Al alba, con las primeras luces de un día que aún no ha despuntado, atravesamos el desierto y nos adentramos en el corazón de la tierra Nubia para ver amanecer sobre los templos de Abu Simbel y sentir la fuerza de la mirada milenaria de Ramsés II clavada fijamente en el horizonte donde nace el Sol.
Navegamos hacia el norte surcando las aguas viajeras del gran río. Los templos de Philae, Kom Ombo y Edfu permanecen en la orilla como barcos varados, ajemos al discurrir de las silenciosas falúas y de los barcos que se dirigen a Luxor, la antigua Tebas, cuya grandeza, hoy como ayer, se extiende sobre las dos orillas del río que da vida a Egipto.
En la orilla de la vida las ruinas de los templos de Luxor y Karnak desafían al tiempo entre columnas, esfinges y bajorrelieves; en la orilla de la muerte, en medio de un paisaje árido, ocultos bajo tierra o excavados en la roca, los monumentos funerarios del Valle de los Reyes, profusamente decorados con jeroglíficos, ocultan los tesoros del faraón.
Es precisamente allí, en ese páramo ardiente y desolado elegido como lugar de descanso eterno de los faraones donde uno se enfrenta al verdadero sentido de la cultura del antiguo Egipto. En medio de un silencio sepulcral roto solamente por los pasos y las voces de los curiosos que nos atrevemos a romper la paz de este lugar sagrado, en la profundidad de las tumbas, brilla la luz de Egipto.

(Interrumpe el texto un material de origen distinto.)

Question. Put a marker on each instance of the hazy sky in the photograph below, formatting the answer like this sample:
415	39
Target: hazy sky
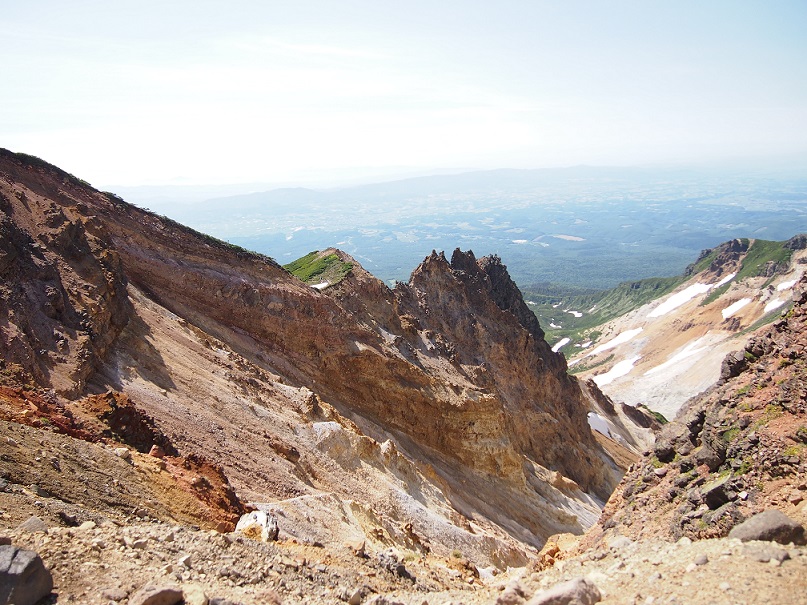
196	91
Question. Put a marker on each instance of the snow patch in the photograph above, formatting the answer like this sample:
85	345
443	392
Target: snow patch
678	299
623	337
685	295
725	280
734	307
774	304
689	350
561	343
598	423
621	369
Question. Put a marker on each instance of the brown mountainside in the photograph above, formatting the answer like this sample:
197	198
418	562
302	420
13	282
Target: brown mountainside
433	416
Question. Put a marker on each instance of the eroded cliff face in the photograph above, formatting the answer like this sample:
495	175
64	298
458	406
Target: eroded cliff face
732	452
63	290
429	416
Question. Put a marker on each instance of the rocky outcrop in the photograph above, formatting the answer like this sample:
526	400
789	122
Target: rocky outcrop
725	258
438	395
731	453
62	289
24	580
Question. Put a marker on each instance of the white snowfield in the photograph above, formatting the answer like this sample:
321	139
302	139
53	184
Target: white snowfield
774	304
685	295
598	423
734	307
561	343
615	342
621	369
692	348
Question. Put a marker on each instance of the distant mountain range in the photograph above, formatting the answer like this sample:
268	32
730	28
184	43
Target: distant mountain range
584	226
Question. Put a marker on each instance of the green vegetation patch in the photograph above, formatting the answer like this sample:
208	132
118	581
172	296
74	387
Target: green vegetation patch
316	266
550	302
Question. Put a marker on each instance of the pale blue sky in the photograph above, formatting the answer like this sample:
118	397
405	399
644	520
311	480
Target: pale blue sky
127	93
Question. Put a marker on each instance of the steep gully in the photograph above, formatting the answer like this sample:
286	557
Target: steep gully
433	415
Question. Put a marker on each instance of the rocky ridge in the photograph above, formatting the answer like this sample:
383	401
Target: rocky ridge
311	423
357	413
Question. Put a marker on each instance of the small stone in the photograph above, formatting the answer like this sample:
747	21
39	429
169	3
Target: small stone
123	453
772	526
157	595
579	591
765	553
114	594
24	579
33	524
356	547
356	598
619	543
193	594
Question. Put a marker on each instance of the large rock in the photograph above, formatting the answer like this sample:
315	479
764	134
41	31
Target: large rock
258	525
770	525
24	579
157	595
579	591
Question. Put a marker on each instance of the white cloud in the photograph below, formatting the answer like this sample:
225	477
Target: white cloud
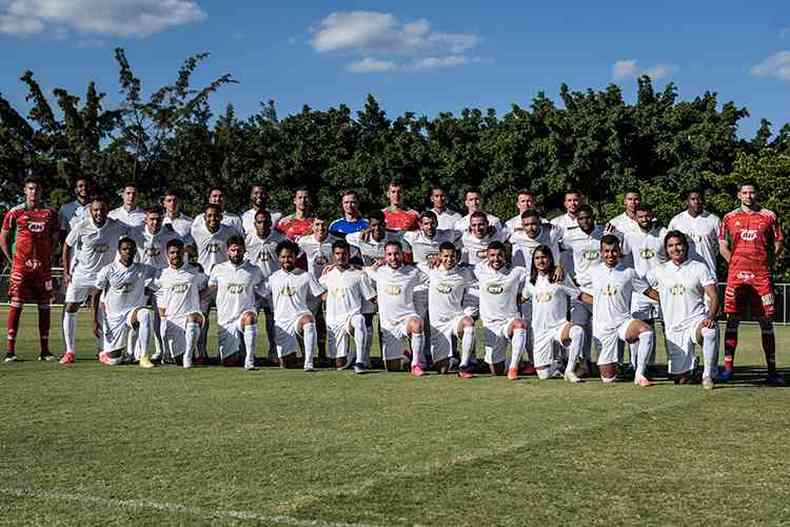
777	65
381	42
629	68
122	18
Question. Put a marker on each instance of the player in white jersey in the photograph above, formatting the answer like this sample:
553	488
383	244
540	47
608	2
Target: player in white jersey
681	285
447	285
612	285
122	290
472	200
262	251
93	243
346	290
180	222
290	289
701	228
181	285
398	318
501	289
446	218
128	214
216	196
550	299
236	284
259	199
581	250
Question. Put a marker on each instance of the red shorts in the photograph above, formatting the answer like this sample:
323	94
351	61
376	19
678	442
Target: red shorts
747	290
30	286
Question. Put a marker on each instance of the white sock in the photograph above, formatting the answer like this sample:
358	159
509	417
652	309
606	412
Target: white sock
69	330
417	340
144	323
643	351
360	338
575	347
710	348
467	345
310	339
517	344
250	334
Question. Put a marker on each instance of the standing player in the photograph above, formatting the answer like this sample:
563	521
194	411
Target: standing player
290	288
398	319
300	223
748	237
352	220
612	287
446	218
93	243
346	290
500	291
121	286
681	285
36	230
236	283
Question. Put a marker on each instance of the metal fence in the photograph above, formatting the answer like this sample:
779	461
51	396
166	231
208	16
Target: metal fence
781	292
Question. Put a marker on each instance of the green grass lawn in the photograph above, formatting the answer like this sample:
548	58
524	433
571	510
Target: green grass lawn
90	445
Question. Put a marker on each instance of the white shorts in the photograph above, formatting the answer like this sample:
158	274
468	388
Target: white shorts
543	346
392	336
80	288
442	334
286	335
230	338
680	348
495	337
607	342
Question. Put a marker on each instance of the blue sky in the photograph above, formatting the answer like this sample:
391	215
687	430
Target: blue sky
424	57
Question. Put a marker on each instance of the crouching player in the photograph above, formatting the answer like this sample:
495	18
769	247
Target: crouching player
180	285
612	285
550	300
681	285
346	290
500	290
121	285
449	320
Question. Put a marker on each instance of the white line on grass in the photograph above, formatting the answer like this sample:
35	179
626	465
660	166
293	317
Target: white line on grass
175	508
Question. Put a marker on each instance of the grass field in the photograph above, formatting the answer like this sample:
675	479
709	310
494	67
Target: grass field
88	445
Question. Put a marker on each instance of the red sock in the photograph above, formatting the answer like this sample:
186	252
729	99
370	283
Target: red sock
43	327
14	313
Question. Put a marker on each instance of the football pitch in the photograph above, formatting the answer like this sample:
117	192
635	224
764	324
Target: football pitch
91	445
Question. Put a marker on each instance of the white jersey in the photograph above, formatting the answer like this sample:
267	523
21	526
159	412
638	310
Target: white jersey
646	249
446	291
703	235
212	247
446	219
248	220
289	292
123	288
499	291
263	251
181	287
345	293
236	286
152	248
549	301
612	289
318	254
681	289
395	291
182	224
584	251
94	247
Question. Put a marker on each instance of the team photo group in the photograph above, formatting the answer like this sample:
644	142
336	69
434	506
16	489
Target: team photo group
571	297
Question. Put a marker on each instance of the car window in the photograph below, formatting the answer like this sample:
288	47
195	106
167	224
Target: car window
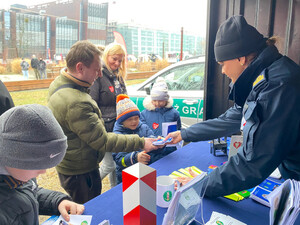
185	77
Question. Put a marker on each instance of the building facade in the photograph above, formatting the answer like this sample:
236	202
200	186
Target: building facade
49	30
140	41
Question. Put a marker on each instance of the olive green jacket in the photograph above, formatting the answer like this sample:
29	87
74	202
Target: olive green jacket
81	121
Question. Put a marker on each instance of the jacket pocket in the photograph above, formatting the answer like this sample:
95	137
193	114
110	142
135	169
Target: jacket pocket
252	123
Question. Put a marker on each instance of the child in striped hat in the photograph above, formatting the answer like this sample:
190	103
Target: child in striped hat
128	122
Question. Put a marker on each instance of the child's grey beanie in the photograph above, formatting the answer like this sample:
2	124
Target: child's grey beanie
31	138
159	90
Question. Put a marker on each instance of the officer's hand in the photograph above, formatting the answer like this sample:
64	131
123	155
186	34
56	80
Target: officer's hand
176	135
148	146
65	207
143	157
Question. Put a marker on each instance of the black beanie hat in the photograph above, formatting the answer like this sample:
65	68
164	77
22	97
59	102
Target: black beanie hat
236	38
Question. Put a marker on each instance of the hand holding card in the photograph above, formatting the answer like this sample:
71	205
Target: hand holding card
162	141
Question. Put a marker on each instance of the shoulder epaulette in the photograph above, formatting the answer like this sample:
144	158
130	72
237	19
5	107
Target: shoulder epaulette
260	79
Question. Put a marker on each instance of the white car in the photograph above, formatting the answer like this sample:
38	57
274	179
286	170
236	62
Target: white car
185	80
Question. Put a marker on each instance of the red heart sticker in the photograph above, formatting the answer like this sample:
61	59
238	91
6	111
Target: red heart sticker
237	144
155	125
111	88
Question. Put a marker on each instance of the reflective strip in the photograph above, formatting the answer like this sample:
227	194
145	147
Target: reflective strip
123	162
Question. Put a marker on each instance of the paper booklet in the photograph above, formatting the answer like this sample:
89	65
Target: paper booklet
285	203
261	191
186	202
168	127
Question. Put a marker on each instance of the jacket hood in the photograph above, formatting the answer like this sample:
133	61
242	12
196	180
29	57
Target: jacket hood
119	128
149	106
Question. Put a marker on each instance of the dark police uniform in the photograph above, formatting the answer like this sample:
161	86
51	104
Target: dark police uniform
267	95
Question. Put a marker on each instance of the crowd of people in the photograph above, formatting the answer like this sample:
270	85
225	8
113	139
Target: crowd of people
90	119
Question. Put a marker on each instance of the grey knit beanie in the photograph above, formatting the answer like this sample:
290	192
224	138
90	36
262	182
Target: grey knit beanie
31	138
236	38
159	90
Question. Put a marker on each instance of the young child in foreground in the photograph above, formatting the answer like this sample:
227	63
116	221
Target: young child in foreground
159	109
31	141
128	122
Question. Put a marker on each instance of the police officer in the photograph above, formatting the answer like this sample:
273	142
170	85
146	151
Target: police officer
266	90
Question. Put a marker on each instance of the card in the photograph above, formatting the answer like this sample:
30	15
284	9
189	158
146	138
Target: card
162	141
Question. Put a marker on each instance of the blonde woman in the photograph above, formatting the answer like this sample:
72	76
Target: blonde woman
104	92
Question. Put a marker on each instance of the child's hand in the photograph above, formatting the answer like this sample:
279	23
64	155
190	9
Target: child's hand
143	157
65	207
176	137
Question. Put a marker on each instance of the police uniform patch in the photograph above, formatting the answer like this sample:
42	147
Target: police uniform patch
259	79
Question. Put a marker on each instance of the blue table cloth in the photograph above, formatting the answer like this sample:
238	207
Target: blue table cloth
109	205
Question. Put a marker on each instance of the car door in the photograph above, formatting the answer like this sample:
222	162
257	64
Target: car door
185	83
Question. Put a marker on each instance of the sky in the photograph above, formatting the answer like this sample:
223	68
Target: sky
169	15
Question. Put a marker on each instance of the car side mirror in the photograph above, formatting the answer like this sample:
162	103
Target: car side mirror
147	89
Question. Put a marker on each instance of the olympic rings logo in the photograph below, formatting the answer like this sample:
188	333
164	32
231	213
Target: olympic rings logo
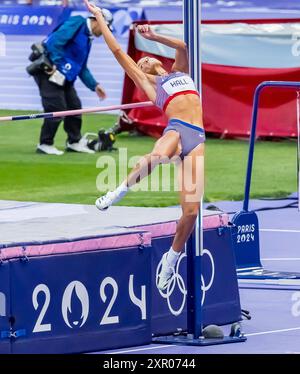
205	288
177	280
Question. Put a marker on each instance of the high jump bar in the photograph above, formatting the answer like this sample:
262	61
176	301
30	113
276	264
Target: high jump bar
76	112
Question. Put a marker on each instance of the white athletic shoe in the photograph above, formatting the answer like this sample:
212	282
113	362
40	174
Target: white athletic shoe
105	201
81	146
165	274
48	150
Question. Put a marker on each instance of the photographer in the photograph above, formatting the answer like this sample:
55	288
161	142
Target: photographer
63	58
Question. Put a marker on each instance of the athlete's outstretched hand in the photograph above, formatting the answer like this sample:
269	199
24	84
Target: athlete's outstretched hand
146	32
92	7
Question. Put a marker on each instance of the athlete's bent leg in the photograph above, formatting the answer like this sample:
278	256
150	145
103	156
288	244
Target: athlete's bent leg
165	148
191	183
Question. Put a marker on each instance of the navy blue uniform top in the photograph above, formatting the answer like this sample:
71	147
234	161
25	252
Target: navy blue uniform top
68	47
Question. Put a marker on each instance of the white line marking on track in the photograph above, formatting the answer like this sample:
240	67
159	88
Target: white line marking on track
280	230
140	349
273	331
170	345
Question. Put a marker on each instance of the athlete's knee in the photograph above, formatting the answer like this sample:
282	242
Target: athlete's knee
160	157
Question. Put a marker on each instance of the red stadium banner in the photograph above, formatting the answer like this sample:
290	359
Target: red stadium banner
237	57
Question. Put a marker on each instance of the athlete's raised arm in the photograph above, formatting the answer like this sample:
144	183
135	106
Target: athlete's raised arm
140	79
181	58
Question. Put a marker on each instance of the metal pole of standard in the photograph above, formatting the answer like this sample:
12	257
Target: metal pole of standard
192	35
298	147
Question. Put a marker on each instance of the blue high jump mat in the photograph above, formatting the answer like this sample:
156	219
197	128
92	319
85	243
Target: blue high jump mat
74	279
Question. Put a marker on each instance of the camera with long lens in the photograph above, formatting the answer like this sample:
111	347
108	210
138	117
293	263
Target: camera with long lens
40	61
103	141
37	51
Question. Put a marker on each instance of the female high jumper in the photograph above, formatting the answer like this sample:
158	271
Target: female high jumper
175	93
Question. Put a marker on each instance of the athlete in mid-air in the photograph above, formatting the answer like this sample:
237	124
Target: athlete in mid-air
175	93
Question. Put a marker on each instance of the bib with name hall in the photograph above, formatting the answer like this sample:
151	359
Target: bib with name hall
178	84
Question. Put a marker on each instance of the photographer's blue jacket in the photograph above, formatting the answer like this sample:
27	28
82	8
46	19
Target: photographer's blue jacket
68	48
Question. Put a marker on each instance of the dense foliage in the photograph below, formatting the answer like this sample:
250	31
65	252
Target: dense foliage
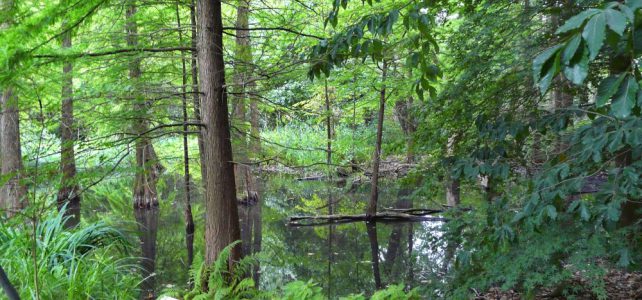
526	113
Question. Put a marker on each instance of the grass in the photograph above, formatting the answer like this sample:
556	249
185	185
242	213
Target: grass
51	262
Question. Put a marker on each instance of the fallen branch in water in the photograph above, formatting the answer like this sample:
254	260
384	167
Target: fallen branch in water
300	221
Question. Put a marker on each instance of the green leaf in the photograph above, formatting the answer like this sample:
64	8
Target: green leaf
616	20
576	21
607	88
625	98
571	48
584	212
594	34
633	4
625	258
551	211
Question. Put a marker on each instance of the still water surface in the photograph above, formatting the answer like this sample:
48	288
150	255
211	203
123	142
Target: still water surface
343	259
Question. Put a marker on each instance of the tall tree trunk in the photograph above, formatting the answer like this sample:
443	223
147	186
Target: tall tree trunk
403	114
147	165
68	192
221	221
452	184
189	219
374	190
328	123
6	285
242	73
12	193
196	99
12	196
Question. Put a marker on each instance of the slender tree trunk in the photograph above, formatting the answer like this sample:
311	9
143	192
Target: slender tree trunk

Lo que resulta verdaderamente perturbador es encontrarse allí, en las entrañas de estas moradas de eternidad, y hacernos conscientes de la pobreza de nuestra propia espiritualidad. Nosotros, acostumbrados a sustituir lo transcendente por lo inmediato, ponemos el ojo solo en aquello que el antiguo Egipto tiene de exótico y pasamos por alto la antigua sabiduría que, al fin y al cabo, está en la base de nuestra civilización.